Using this information, you can either create your own audio file or use an existing audio file that fits the requirements. I use Audacity to create files for my use. You could also download a speech sample file from the Open Speech Repository.

Let’s create a working directory to use for playing with M17 stuff.

cd
mkdir m17 && cd m17

Place your audio file in the working directory. We will now use m17-mod in order to generate the M17 baseband audio.

sox <filename> -t raw - | m17-mod -S <callsign> > m17baseband.wav

Replace with the name of the original .wav audio file and with your ham radio callsign. If you do not have a ham radio license, you can use something like TEST for the callsign instead.

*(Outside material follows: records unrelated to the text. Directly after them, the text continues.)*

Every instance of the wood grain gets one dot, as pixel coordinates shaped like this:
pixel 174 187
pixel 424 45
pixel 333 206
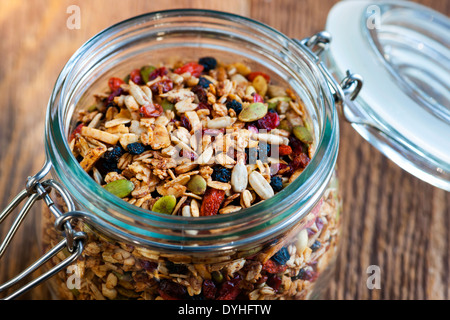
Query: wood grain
pixel 392 219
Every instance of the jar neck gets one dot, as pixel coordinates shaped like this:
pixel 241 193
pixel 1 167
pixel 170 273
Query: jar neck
pixel 116 48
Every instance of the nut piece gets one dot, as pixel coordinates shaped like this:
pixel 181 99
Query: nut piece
pixel 120 188
pixel 239 177
pixel 260 185
pixel 253 112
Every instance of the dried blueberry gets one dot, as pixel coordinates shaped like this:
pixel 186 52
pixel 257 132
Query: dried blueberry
pixel 282 256
pixel 135 148
pixel 221 174
pixel 235 105
pixel 316 245
pixel 208 63
pixel 276 183
pixel 203 82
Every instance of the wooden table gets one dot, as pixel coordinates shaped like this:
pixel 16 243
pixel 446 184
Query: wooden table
pixel 393 220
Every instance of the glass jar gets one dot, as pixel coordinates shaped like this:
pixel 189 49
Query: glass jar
pixel 111 249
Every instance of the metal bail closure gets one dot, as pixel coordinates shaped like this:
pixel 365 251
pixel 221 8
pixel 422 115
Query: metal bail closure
pixel 72 241
pixel 349 87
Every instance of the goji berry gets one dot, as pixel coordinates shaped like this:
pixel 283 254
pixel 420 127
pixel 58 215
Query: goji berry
pixel 257 98
pixel 115 83
pixel 272 267
pixel 170 290
pixel 212 200
pixel 269 122
pixel 162 86
pixel 252 75
pixel 193 68
pixel 76 131
pixel 136 77
pixel 284 150
pixel 150 111
pixel 229 290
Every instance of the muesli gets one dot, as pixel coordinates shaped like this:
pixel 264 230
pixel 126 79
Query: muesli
pixel 198 139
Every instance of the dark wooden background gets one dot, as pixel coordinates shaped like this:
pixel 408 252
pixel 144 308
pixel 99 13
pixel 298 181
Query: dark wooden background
pixel 393 220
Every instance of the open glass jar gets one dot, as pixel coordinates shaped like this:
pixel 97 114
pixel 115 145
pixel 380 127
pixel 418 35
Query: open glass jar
pixel 108 248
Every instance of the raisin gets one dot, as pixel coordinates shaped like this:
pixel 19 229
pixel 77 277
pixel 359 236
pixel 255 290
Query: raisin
pixel 212 200
pixel 235 105
pixel 135 148
pixel 208 63
pixel 209 289
pixel 276 183
pixel 270 121
pixel 282 256
pixel 274 281
pixel 204 83
pixel 221 174
pixel 169 290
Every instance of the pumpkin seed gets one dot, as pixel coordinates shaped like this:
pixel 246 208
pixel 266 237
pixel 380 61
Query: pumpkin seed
pixel 253 112
pixel 145 72
pixel 120 188
pixel 165 204
pixel 197 185
pixel 303 134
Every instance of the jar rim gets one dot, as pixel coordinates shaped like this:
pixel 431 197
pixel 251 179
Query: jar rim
pixel 308 186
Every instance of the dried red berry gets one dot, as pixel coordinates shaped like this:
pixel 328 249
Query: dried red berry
pixel 136 77
pixel 115 83
pixel 209 289
pixel 212 201
pixel 269 122
pixel 229 290
pixel 274 281
pixel 272 267
pixel 252 75
pixel 193 68
pixel 149 111
pixel 170 290
pixel 162 86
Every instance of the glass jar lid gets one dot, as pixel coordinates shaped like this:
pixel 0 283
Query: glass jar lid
pixel 402 50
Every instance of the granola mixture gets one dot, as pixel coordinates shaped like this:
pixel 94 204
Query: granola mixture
pixel 198 139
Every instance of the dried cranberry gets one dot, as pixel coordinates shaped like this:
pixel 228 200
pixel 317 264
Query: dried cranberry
pixel 274 281
pixel 115 83
pixel 185 123
pixel 229 290
pixel 170 290
pixel 269 122
pixel 136 77
pixel 150 111
pixel 200 93
pixel 159 72
pixel 114 94
pixel 162 86
pixel 257 98
pixel 209 289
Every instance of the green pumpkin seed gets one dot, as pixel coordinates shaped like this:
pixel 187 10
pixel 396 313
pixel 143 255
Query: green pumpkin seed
pixel 145 72
pixel 253 112
pixel 303 134
pixel 166 105
pixel 197 185
pixel 120 188
pixel 165 204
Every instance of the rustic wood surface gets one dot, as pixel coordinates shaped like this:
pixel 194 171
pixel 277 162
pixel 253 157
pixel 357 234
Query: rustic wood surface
pixel 392 220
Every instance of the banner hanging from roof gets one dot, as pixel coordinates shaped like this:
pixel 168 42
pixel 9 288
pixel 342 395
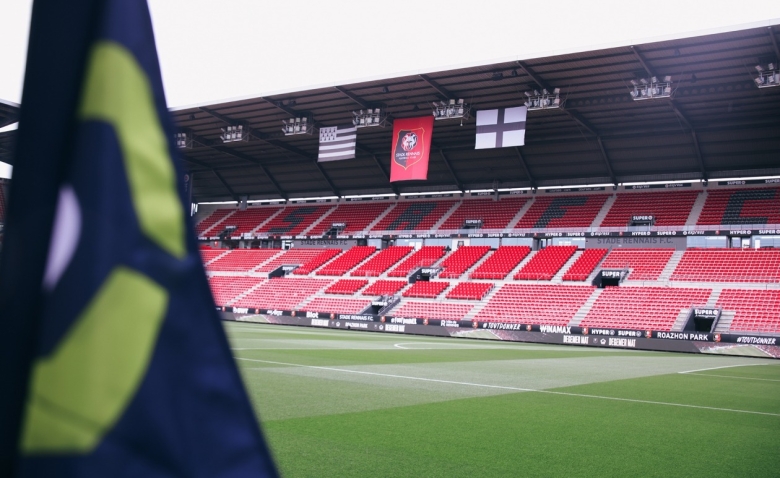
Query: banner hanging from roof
pixel 411 148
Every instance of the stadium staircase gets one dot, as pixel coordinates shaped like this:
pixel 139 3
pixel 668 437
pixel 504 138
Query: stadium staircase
pixel 604 210
pixel 585 309
pixel 698 206
pixel 558 277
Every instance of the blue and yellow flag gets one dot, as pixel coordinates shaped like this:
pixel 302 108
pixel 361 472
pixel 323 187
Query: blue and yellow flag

The command as entered does the following:

• Play the original wav file as raw to STDOUT
• Pipe the STDOUT from sox into m17-mod
• m17-mod attaches the callsign to the M17 metadata
• Output the generated M17 baseband to a new .wav file

The process of generating the baseband audio may take a few seconds to a minute or two, depending on the length of the original audio file.

Transmit M17 Baseband

Great, you should now have a new file with the generated baseband audio. Now, it’s time to send that through rpitx. Run the following command:

cat m17baseband.wav | csdr convert_i16_f | csdr gain_ff 4200 | csdr convert_f_samplerf 20833 | sudo rpitx -i- -m RF -f <frequency>

Change to the frequency you want to transmit at. For example, I chose a frequency in the 70cm ham band of 438.850MHz, which would look like -f 438.850e3 in the command above.

FURTHER EXPLANATION OF COMMANDS NEEDED HERE

This command will take the baseband audio that you generated, do some DSP magic on it, and then transmit it all through GPIO 4 (Pin 7) on the Raspberry Pi.

Congratulations, you’ve transmitted M17 using only a Raspberry Pi!

OPTIONAL

Use an RTL-SDR dongle or similar SDR receiver to listen to the baseband audio, or pipe the received baseband into m17-demod to diagnose, test, and listen to your transmission!